Network Jitter
The previous topic describes how to troubleshoot OBServer node failures. The following topics will introduce troubleshooting approaches for certain hardware and environment faults.
If you are not interested in topics relevant to faults, you do not need to read such topics in advance. You can bookmark the topics and refer to them when you encounter such faults. In short, you may choose not to read such content, but we must provide it.
After a network exception occurs, we recommend that you isolate the exception before you analyze it.
Business and Database Symptoms
If a network failure or network jitter occurs, an election without leader is repeatedly initiated among the log streams in the cluster. This results in fluctuations in the response time of application requests.
-
Minor network jitters may affect business SQL performance.
-
Severe network jitters may cause unstable communication with OceanBase databases, which further causes frequent leader switchovers. The database may even report the OB_NOT_MASTER (-4038) error. In 99.9% of cases, this error occurs because no leader is available due to leader switchover at the bottom layer.
-
When the network is disconnected and the network-isolated node hosts the leader, the cluster performs a leader switchover, after which the business recovers. If the sessions on the OBServer node are terminated due to network disconnection, specific business systems may be affected.
Troubleshooting Approach
-
If network packets are lost, OceanBase Cloud Platform (OCP) reports alerts.
-
If a network failure occurs or network packets are lost for a long period of time, OCP may report the ob_cluster_exists_inactive_server alert.
-
For more information about how to troubleshoot network failures, see Network troubleshooting.
Troubleshooting Procedure
Check the network of all nodes in the cluster to determine the impact scope.
The following troubleshooting procedure is similar to that for node failures.
Single-server network failures
-
View network monitoring metrics to check whether packet loss and timeout retransmission occur.
-
Isolate the affected server to prevent frequent leader switchovers.
-- Stop the abnormal node to isolate it.
alter system stop server 'xx.xxx.xxx.x:2882'; -
Identify the cause and fix the issue, and then cancel the isolation.
alter system start server 'xx.xxx.xxx.x:2882';
IDC-level network failures
-
Determine the affected replicas.
-
Specify a new primary zone for leader switchover in the tenant. Isolate the zone where the faulty Internet data center (IDC) resides. For more information, see Isolate a zone.
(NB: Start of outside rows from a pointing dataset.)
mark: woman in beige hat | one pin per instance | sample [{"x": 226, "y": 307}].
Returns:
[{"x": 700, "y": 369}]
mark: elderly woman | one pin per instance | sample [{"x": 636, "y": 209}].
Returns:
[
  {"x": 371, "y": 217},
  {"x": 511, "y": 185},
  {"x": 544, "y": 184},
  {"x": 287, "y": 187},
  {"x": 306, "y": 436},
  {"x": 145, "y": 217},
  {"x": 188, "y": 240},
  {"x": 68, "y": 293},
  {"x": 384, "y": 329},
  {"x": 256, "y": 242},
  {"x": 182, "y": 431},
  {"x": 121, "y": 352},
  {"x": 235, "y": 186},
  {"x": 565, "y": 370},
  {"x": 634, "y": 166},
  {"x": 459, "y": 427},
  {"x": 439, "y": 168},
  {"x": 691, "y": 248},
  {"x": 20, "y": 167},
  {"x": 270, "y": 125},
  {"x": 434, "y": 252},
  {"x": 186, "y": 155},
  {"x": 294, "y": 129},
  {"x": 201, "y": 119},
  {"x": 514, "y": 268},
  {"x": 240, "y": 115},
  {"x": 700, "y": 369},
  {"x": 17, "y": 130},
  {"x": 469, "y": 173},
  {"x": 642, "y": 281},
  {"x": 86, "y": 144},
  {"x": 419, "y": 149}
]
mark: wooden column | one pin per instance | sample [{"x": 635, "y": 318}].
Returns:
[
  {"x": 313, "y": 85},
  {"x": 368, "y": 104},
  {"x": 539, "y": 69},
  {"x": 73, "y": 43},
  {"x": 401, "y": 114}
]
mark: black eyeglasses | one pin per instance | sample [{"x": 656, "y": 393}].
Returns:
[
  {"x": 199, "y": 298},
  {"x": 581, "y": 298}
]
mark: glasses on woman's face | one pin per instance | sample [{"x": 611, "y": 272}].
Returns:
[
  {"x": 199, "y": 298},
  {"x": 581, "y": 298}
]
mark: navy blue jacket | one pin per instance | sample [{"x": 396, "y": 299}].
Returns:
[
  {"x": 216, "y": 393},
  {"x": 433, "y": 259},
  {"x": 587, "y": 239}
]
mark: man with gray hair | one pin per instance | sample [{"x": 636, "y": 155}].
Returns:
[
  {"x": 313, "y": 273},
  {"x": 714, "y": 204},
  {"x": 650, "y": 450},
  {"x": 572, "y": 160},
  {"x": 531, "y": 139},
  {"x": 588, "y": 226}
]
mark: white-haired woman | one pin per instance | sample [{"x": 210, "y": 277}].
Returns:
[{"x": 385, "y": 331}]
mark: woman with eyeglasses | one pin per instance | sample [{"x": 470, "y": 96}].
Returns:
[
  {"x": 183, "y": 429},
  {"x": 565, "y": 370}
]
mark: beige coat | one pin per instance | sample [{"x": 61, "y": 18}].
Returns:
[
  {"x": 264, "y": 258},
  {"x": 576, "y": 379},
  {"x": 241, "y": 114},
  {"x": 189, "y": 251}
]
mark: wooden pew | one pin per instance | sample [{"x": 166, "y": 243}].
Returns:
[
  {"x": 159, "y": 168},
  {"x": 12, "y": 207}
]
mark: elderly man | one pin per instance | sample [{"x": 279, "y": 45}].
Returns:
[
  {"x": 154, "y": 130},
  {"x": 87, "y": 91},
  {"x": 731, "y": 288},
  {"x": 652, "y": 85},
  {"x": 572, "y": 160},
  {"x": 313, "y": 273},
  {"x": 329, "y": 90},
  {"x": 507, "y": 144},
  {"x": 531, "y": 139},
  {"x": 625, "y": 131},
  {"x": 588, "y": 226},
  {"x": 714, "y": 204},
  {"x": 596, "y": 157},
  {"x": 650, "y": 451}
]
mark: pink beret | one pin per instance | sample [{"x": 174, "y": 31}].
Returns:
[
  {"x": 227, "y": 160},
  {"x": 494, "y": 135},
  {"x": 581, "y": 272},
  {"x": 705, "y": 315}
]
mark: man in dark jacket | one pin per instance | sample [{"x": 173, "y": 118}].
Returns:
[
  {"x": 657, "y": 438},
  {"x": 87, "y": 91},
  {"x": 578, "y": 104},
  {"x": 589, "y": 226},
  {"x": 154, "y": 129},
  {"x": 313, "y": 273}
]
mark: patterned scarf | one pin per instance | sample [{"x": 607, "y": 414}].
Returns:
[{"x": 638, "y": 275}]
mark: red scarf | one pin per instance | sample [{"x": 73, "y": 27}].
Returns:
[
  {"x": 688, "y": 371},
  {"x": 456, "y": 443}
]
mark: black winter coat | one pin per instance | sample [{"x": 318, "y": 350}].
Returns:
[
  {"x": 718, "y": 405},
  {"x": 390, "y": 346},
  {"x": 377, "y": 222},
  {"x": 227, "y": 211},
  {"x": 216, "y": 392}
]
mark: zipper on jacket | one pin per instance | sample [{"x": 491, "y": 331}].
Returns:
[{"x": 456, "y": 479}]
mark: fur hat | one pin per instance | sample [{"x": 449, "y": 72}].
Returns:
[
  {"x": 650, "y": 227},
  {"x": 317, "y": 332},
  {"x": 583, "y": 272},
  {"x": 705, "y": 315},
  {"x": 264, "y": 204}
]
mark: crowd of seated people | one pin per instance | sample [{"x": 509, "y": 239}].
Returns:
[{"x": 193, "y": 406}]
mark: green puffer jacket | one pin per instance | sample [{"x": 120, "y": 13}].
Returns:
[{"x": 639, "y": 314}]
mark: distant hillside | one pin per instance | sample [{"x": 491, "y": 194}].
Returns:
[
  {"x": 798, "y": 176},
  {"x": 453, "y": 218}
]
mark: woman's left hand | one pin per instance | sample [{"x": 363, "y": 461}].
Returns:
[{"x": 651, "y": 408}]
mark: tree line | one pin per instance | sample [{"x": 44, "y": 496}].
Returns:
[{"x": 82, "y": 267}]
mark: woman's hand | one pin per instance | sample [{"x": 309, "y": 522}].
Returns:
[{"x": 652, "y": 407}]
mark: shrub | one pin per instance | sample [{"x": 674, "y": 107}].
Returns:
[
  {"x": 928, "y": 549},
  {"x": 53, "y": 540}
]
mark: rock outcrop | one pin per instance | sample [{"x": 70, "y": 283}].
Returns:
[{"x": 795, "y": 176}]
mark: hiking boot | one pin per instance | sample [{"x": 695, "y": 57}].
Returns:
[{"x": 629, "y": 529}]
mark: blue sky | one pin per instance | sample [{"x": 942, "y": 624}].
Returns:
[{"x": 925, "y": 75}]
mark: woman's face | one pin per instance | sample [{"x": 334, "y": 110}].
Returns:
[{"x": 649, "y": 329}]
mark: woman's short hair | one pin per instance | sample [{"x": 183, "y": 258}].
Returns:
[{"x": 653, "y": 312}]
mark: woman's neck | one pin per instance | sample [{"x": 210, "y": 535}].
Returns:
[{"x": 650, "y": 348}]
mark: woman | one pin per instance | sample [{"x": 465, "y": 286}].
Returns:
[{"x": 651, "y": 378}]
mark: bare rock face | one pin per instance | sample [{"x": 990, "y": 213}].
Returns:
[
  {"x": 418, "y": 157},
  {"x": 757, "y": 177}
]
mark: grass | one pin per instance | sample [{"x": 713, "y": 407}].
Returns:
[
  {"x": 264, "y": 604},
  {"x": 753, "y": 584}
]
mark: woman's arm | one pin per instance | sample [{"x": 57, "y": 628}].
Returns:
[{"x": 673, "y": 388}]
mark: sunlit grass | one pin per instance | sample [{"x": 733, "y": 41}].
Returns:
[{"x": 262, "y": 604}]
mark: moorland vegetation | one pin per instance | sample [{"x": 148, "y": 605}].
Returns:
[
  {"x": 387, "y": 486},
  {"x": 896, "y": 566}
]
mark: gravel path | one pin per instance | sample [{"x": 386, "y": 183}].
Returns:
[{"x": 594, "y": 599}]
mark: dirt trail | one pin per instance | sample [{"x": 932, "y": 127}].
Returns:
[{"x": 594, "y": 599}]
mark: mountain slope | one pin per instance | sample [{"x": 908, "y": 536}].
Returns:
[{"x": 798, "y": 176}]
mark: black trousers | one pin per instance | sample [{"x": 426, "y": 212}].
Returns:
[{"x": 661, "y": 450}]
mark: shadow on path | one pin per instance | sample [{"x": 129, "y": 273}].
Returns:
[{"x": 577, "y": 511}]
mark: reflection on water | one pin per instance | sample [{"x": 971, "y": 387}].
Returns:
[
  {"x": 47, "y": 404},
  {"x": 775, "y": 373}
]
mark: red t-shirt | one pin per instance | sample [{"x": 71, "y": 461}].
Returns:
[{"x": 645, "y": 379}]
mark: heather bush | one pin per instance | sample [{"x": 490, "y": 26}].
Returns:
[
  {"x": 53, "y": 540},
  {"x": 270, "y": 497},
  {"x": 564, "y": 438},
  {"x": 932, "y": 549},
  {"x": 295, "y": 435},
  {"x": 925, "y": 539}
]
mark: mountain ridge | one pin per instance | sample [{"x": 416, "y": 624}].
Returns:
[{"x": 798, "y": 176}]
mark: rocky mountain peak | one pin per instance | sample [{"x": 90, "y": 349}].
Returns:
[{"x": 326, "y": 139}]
-- Specify a new primary zone for leader switchover in the tenant.
ALTER TENANT tenant_name primary_zone='zone2';
-- Isolate the zone where the faulty IDC resides.
ALTER SYSTEM STOP ZONE 'zone1';
SELECT zone, status FROM oceanbase.DBA_OB_ZONES;
+-------+----------+
| zone | status |
+-------+----------+
| zone1 | INACTIVE |
| zone2 | ACTIVE |
| zone3 | ACTIVE |
+-------+----------+ -
Identify the cause and fix the issue, and then cancel the isolation.
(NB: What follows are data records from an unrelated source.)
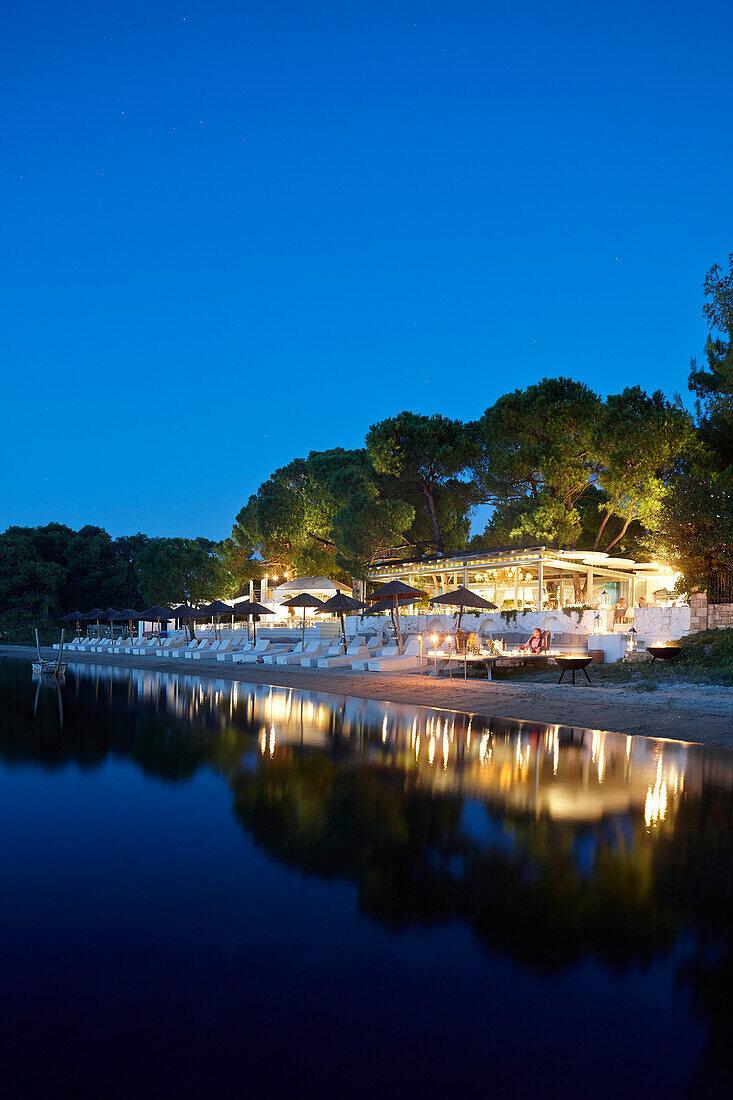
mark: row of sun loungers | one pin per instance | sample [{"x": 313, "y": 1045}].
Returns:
[{"x": 361, "y": 653}]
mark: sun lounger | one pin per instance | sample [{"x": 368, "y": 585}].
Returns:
[
  {"x": 237, "y": 650},
  {"x": 398, "y": 662},
  {"x": 263, "y": 646},
  {"x": 146, "y": 646},
  {"x": 179, "y": 650},
  {"x": 204, "y": 646},
  {"x": 361, "y": 663},
  {"x": 171, "y": 642},
  {"x": 295, "y": 656},
  {"x": 358, "y": 649},
  {"x": 313, "y": 660}
]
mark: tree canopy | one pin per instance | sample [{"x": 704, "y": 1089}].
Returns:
[
  {"x": 713, "y": 383},
  {"x": 183, "y": 571},
  {"x": 565, "y": 468}
]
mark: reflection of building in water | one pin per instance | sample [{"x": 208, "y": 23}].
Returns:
[{"x": 562, "y": 772}]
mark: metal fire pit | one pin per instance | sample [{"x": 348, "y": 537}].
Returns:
[
  {"x": 573, "y": 664},
  {"x": 664, "y": 652}
]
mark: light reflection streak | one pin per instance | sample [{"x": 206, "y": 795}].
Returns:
[{"x": 565, "y": 772}]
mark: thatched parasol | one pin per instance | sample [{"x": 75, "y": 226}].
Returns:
[
  {"x": 463, "y": 597},
  {"x": 156, "y": 614},
  {"x": 94, "y": 616},
  {"x": 393, "y": 592},
  {"x": 128, "y": 615},
  {"x": 338, "y": 605},
  {"x": 250, "y": 608},
  {"x": 303, "y": 600},
  {"x": 216, "y": 609}
]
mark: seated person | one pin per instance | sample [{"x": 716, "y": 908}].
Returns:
[
  {"x": 620, "y": 611},
  {"x": 536, "y": 642}
]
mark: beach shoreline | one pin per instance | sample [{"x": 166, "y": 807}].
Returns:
[{"x": 687, "y": 712}]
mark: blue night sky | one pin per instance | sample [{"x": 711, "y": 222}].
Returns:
[{"x": 232, "y": 233}]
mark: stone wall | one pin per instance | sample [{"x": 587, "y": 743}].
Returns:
[
  {"x": 662, "y": 624},
  {"x": 493, "y": 623},
  {"x": 704, "y": 616}
]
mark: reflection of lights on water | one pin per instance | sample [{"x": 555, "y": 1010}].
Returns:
[{"x": 655, "y": 806}]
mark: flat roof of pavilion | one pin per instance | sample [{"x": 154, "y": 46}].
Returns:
[{"x": 501, "y": 557}]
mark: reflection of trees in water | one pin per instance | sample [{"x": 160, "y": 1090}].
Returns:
[
  {"x": 411, "y": 859},
  {"x": 693, "y": 870},
  {"x": 161, "y": 746},
  {"x": 407, "y": 853}
]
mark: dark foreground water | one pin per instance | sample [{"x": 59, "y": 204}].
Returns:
[{"x": 215, "y": 889}]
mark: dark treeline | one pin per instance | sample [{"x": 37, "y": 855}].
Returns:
[{"x": 631, "y": 473}]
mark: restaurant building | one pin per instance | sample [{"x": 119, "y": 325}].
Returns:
[{"x": 535, "y": 578}]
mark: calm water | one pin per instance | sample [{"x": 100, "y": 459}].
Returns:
[{"x": 219, "y": 889}]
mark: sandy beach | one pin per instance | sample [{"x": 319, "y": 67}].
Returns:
[{"x": 686, "y": 713}]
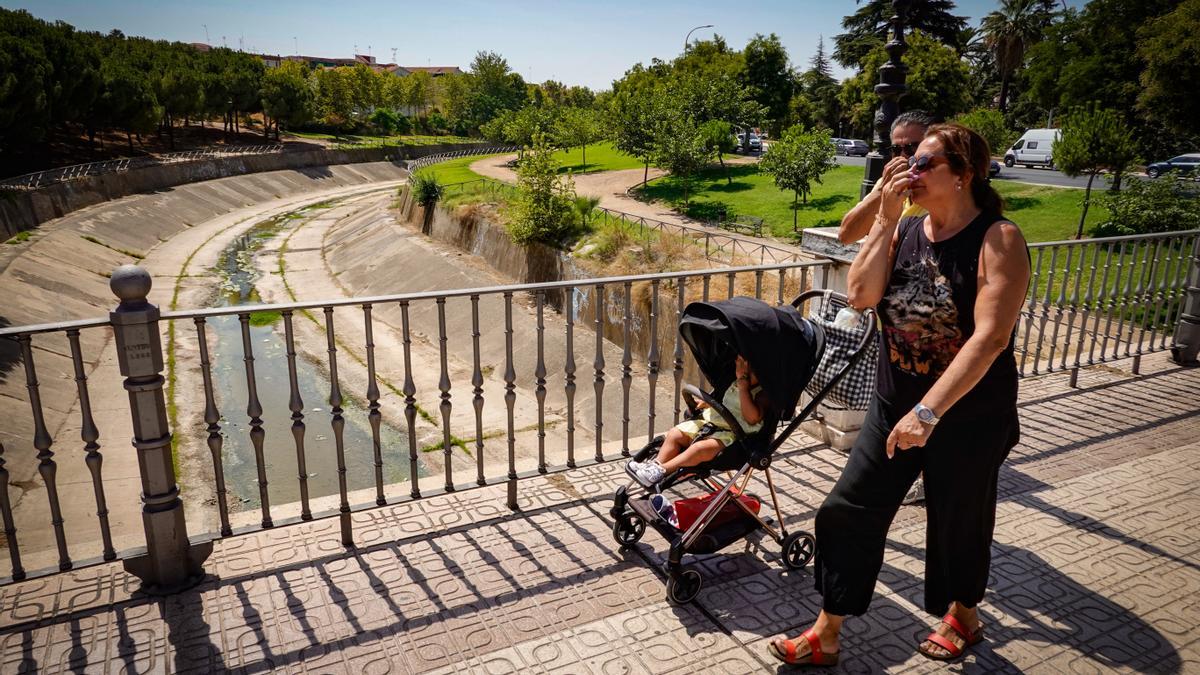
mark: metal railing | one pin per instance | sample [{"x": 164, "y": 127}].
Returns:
[
  {"x": 1095, "y": 300},
  {"x": 421, "y": 162},
  {"x": 49, "y": 177},
  {"x": 439, "y": 399},
  {"x": 577, "y": 365}
]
ALTER SYSTEM START ZONE zone_name;
SELECT zone, status FROM oceanbase.DBA_OB_ZONES;
+-------+--------+
| zone | status |
+-------+--------+
| zone1 | ACTIVE |
| zone2 | ACTIVE |
| zone3 | ACTIVE |
+-------+--------+
Cluster-level network failures
If network failures occur in all IDCs of the cluster and cannot be fixed within a short period of time, you need to switch to the standby cluster. For more information, see Primary/Standby cluster switchover for disaster recovery.
Troubleshoot NIC Overload (Update Released on December 5, 2024)
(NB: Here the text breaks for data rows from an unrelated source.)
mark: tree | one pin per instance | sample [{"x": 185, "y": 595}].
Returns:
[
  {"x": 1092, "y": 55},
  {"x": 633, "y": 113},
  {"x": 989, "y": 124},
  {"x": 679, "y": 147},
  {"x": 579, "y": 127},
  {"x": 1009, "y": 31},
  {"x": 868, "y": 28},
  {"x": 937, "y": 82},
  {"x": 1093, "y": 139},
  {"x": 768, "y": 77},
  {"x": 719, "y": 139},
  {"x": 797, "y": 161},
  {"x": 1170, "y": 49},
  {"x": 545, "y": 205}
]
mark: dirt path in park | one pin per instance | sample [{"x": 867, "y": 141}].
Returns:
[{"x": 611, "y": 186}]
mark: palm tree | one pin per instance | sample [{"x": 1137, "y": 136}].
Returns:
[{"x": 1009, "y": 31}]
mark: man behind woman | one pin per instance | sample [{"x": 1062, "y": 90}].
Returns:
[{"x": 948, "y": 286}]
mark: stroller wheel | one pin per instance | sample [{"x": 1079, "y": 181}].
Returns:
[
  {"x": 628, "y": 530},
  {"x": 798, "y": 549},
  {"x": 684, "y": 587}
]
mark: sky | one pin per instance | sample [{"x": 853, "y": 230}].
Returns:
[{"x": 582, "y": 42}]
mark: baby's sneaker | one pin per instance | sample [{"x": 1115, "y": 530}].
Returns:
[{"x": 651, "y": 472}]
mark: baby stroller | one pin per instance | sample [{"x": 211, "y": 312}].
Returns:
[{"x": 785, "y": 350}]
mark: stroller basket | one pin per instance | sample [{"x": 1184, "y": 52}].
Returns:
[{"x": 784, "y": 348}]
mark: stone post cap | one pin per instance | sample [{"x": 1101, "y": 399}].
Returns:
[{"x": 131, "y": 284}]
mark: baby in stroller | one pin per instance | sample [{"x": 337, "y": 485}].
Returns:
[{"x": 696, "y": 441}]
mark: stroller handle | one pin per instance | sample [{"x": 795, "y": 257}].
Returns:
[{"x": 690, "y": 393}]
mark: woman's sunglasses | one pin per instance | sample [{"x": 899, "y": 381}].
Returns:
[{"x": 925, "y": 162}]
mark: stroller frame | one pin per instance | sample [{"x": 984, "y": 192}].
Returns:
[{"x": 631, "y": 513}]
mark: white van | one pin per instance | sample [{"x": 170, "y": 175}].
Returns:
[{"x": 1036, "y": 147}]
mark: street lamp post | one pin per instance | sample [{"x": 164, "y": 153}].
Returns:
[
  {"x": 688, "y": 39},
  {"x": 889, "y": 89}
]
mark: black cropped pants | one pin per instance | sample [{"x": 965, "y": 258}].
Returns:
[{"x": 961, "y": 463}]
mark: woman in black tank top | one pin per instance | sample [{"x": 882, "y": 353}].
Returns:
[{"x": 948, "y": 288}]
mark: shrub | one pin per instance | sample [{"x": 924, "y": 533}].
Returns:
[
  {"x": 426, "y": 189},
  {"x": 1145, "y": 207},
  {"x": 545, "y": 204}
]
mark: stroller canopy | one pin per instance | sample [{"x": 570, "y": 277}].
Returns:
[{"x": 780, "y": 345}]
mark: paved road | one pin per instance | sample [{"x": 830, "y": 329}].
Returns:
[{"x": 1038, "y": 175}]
For more information, see Node network card overload.
In my opinion, the backup tasks and data import/export tasks mentioned in the reference topic have a smaller impact on the network than on the disks. In most cases, these factors do not cause NIC overloads.
However, when a special SQL query is executed, network shuffles generated by a distributed plan may cause network overload.
In this case, you can use the SQL diagnostics feature of OCP to optimize the SQL query or throttle the SQL query in OCP.